Should be noted that in the legacy system that uses command cache instruction is not generally revised (for example, instruction is read-only) by processor 110.Thereby in legacy system, capable generally the wearing out after certain time of I-withdrawed from I-Cache 222, rather than is written back to L2 Cache 112.Yet as described herein, in certain embodiments, the capable and/or instruction of modified I-can be written back to L2 Cache 112, thereby allows loading-memory conflict information to be maintained in higher Cache and/or storage level place.

As an example, when the instruction in I-is capable has been processed by processor cores (destination address and/or the loading-memory conflict information that might cause is updated), I-is capable (for example to be written in the I-Cache 222, use write-back Circuits System 238), might override the capable legacy version of I-that is stored in the I-Cache 222.In one embodiment, if make change to being stored in the information of I-in capable, then I-is capable can only be placed in the I-Cache 222.

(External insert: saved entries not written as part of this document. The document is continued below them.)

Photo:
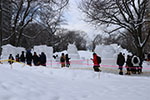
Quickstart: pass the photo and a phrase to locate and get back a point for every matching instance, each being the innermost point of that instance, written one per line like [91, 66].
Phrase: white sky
[75, 21]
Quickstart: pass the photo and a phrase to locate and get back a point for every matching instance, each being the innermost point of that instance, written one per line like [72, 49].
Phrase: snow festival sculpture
[73, 52]
[9, 49]
[105, 51]
[43, 48]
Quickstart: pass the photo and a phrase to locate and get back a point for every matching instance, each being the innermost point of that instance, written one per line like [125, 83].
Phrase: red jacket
[95, 60]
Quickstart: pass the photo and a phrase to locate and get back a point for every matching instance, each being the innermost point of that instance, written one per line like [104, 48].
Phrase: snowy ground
[46, 83]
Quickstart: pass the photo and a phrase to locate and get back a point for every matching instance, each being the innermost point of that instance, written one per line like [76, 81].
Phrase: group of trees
[38, 22]
[129, 18]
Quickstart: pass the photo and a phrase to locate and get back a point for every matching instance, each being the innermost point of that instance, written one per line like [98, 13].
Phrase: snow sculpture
[43, 48]
[105, 51]
[73, 52]
[9, 49]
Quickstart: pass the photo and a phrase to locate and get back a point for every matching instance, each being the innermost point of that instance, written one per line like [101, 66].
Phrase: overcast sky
[75, 21]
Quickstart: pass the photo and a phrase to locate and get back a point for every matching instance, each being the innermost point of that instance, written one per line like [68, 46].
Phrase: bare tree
[129, 15]
[28, 11]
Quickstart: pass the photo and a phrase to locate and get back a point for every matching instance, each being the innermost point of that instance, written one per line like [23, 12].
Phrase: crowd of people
[133, 63]
[29, 58]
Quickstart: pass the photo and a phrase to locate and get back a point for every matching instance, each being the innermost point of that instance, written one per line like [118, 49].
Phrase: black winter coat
[120, 60]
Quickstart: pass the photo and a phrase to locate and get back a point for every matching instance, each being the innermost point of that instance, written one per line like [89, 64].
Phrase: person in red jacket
[96, 66]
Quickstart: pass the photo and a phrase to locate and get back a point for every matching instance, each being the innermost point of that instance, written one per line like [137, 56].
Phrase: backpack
[98, 59]
[135, 60]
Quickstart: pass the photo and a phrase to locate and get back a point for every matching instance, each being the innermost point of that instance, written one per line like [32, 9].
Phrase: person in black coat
[67, 61]
[29, 57]
[35, 59]
[120, 62]
[22, 57]
[43, 59]
[129, 64]
[11, 58]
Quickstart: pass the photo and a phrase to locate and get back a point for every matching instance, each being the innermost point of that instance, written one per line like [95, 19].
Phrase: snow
[73, 52]
[41, 83]
[9, 49]
[79, 82]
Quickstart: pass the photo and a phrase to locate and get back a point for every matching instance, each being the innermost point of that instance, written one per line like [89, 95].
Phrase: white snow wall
[9, 49]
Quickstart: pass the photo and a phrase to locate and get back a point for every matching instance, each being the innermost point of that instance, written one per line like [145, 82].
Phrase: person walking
[120, 62]
[67, 61]
[11, 58]
[136, 64]
[62, 60]
[43, 59]
[22, 57]
[35, 59]
[96, 62]
[129, 65]
[29, 57]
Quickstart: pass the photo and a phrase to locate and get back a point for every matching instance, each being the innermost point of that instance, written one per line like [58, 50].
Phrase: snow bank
[41, 83]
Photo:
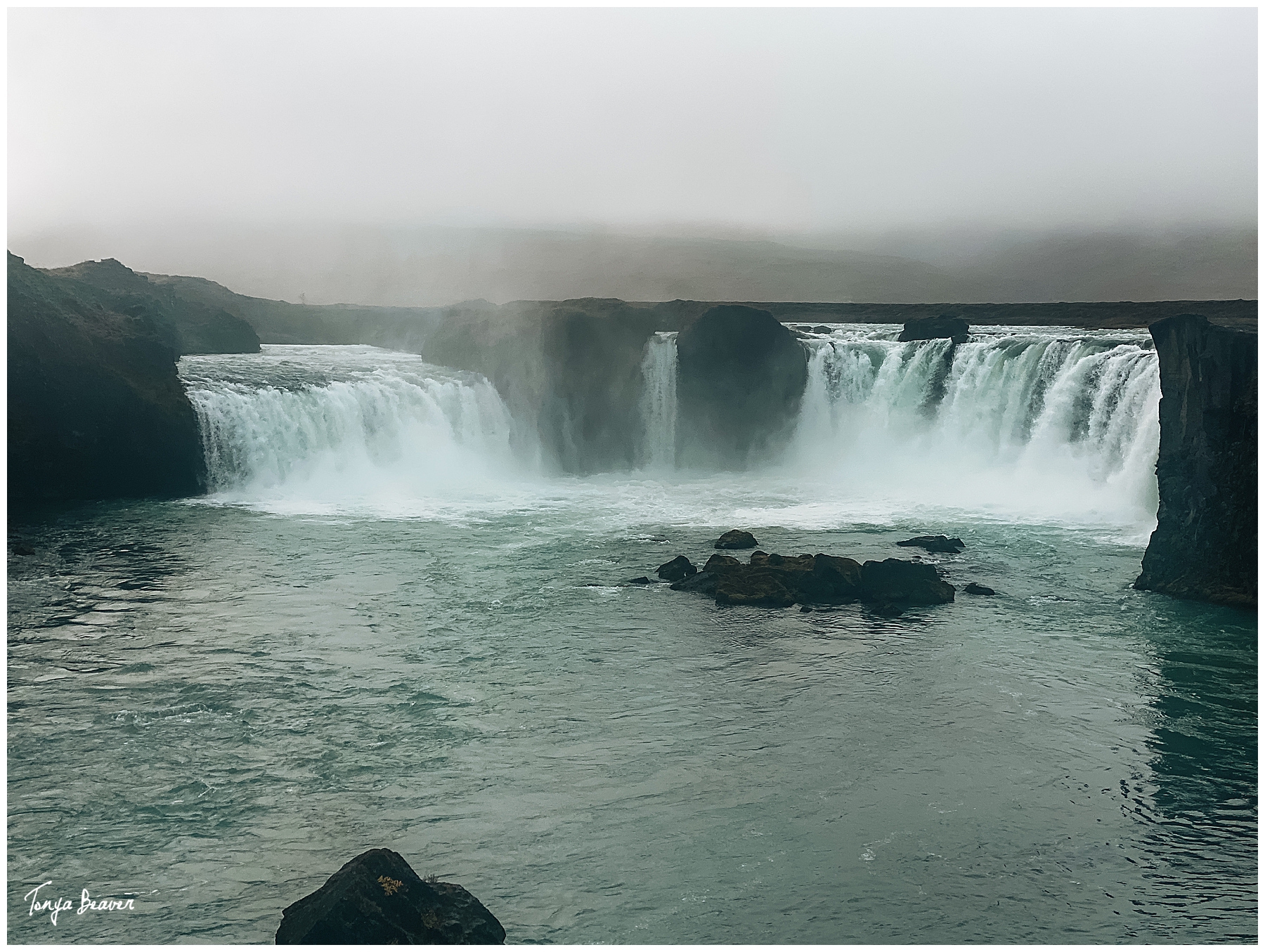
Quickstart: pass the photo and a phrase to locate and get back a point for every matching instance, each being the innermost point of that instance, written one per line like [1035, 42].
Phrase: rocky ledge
[944, 325]
[377, 899]
[781, 580]
[96, 409]
[1205, 542]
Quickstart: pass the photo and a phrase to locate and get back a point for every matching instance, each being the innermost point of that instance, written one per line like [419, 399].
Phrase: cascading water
[347, 424]
[659, 401]
[1060, 422]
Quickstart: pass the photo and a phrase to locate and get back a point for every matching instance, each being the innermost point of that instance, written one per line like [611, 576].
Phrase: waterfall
[306, 422]
[1059, 419]
[659, 401]
[1030, 424]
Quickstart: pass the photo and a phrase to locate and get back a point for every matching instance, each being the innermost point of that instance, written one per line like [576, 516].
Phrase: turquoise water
[215, 703]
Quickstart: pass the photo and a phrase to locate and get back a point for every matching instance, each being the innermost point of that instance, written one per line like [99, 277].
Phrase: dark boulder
[944, 325]
[721, 563]
[898, 582]
[833, 580]
[935, 544]
[757, 586]
[737, 539]
[779, 580]
[740, 376]
[677, 569]
[1205, 542]
[702, 582]
[377, 899]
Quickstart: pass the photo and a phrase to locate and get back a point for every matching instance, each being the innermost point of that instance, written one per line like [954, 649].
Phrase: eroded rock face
[186, 327]
[677, 569]
[944, 325]
[781, 580]
[377, 899]
[935, 544]
[1205, 542]
[740, 377]
[898, 582]
[737, 539]
[96, 409]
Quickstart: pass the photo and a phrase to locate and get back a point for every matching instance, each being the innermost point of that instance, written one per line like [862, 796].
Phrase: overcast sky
[716, 120]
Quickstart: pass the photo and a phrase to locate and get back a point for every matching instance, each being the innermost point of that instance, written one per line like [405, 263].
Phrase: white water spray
[659, 403]
[1045, 424]
[362, 424]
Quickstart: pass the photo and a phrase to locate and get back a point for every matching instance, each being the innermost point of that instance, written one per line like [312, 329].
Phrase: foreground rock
[737, 539]
[1205, 544]
[935, 544]
[677, 569]
[377, 899]
[944, 325]
[740, 376]
[781, 580]
[96, 410]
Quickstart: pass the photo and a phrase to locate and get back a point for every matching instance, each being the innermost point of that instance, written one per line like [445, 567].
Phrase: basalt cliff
[95, 406]
[1205, 545]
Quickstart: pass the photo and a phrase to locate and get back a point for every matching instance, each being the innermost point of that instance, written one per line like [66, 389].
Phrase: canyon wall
[95, 406]
[1205, 545]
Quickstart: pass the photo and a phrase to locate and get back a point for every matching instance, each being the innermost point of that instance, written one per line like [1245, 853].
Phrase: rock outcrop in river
[377, 899]
[944, 325]
[781, 580]
[95, 406]
[1205, 545]
[740, 378]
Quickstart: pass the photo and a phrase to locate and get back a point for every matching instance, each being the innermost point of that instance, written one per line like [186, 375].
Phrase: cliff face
[95, 406]
[1205, 545]
[188, 327]
[740, 377]
[572, 370]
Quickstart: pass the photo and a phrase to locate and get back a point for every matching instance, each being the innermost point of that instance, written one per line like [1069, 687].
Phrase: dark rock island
[944, 325]
[377, 899]
[781, 580]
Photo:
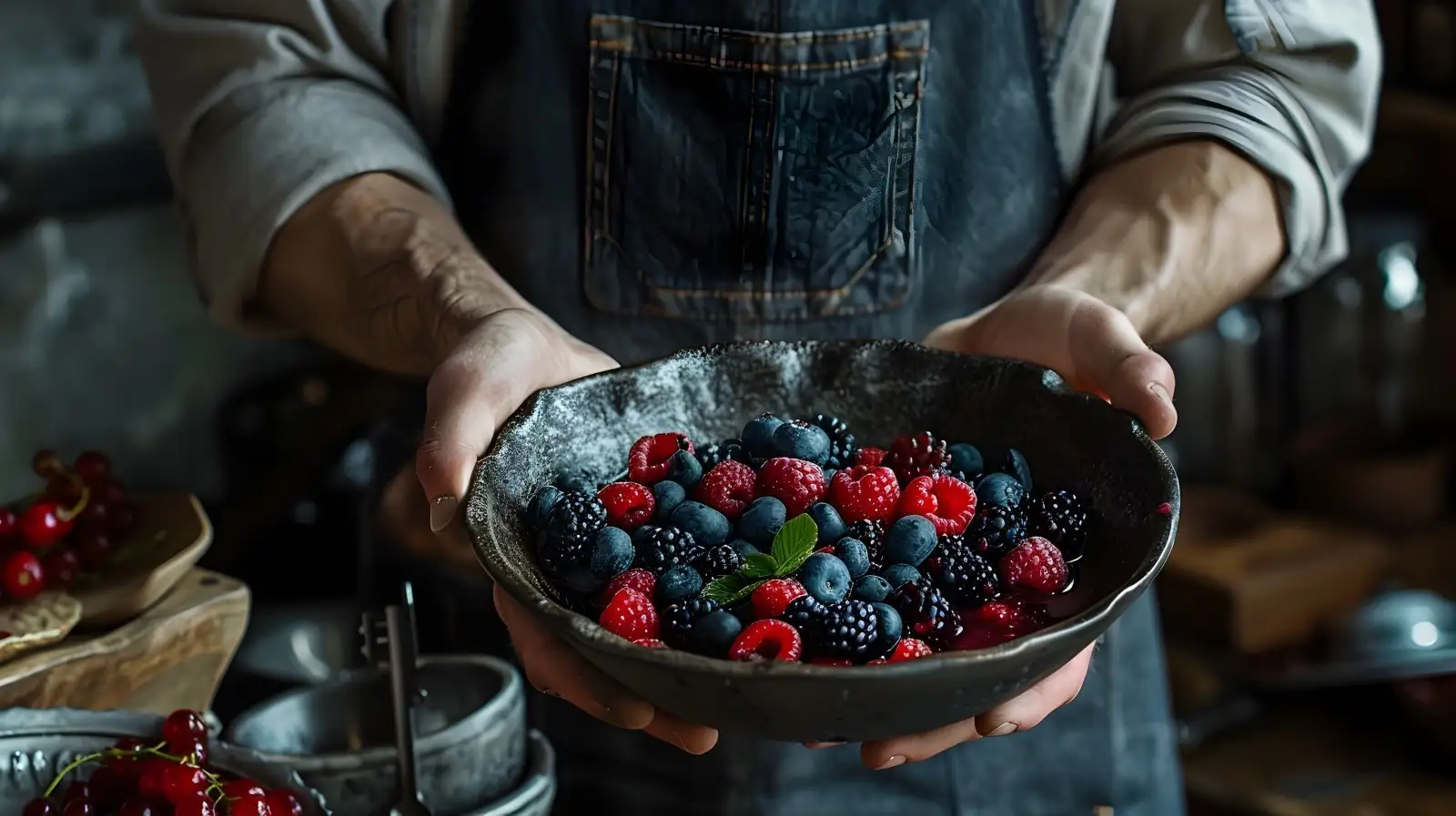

According to one embodiment of the present of invention, when modified I-is capable when being written back in the I-Cache 222, capable being marked as of I-changes.If in the capable I-of the being written back to Cache 222 of I-and be marked as and change, then I-is capable can keep different time spans in the I-Cache.For example, used by processor cores 114 continually if I-is capable, then I-is capable takes out and turns back to I-Cache 222 several times, might all upgrade at every turn.Yet, if I-capable be not to be used continually (being called aging), I-is capable can be eliminated from I-Cache 222.When I-is capable when being removed from I-high-speed cache 222, the capable L2 Cache 112 that is written back to of I-.

In one embodiment, if capable being marked as of I-is modified, then I-is capable can only write back to the L2 Cache.At another embodiment, can be all the time with the capable L2 Cache 112 that writes back to of I-.In one embodiment, I-capable can once be write back to some level caches (for example writing back to L2 Cache 112 and I-Cache 222) alternatively or write back to except I-Cache 222 the level (for example directly writing back to L2 Cache 112).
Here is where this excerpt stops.